Now take the guy who keeps on going from there, just out of inertia. And then marries her. And has the kid with her. And gets by on adrenaline for a little while. But eventually, the truth will out, and he’ll want the divorce, and that awkward breakup he could have instead faced years earlier will seem like a cakewalk. Because now there are a lot more complications (and victims) involved. So I say do both of yourselves the favor of trying to face the inevitable truth sooner than later. If you know in your heart of hearts that you’re not truly in love with her, do not take years of her life that she’ll never get back. And allow yourself, too, the chance to find a better fit.
Now, I realize, of course, that women perhaps bear the ultimate responsibility of staying with a guy who has one foot out the door, abusing their time. They can opt out, too, if they want, if they feel their lover/ boyfriend/ soulmate is taking too long to decide she’s the one. And I encourage them to do so. In my experience, men rarely believe women are serious about something until they threaten to walk. (Unfortunately.) Your willingness to walk might be the only thing that makes him realize what he’s about to lose. But I am sympathetic to the fact that a woman has more incentive to make those 3, 4, 5 years invested actually convert. Because starting over with someone new takes time, too. So she’s more likely to give him a third or fourth chance.

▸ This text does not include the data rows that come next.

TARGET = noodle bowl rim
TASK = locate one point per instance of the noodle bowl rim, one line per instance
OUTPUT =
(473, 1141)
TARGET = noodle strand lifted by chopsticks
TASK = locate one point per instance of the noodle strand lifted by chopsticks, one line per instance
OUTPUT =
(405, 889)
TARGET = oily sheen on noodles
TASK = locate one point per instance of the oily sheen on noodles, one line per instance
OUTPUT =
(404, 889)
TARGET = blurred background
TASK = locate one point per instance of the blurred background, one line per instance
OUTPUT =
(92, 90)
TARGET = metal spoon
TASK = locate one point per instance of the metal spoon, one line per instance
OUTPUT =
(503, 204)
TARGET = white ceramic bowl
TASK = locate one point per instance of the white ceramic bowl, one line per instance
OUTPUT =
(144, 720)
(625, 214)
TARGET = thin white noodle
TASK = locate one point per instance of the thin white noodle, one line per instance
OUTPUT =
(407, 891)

Which is why it’s incumbent upon us men to not exploit that leniency.
By staying on the fence, guys, we not only further rob our partners of their chance at happiness, but we muddy our own sense of identity, too. We’re living a double-life, where we’re compromising on crucial beliefs. And that act of flouting our own instincts will make us less able to follow them down the road when the real Mrs. Right comes along.
So man up, my fellow men, and get the hell out of the relationships you truly don’t believe you can finish. You’re not doing your partner any favors, and you’re probably interfering with your own future chances at romance, too. Take an honest inventory of what is most important to you in a partner, and if you’re not on the same page, give her as much time as possible to find someone who values what she’s bringing to the table more than you do.
Yes, even if she hates you for it. (For some some tips on getting through that, try here.)
As men, we’re born with the perhaps-undeserved biological advantage of a looser time frame to accomplish our family-raising goals in life.
Let’s not abuse it.
Time is precious. So when it comes to relationships, gentlemen: no stealing allowed.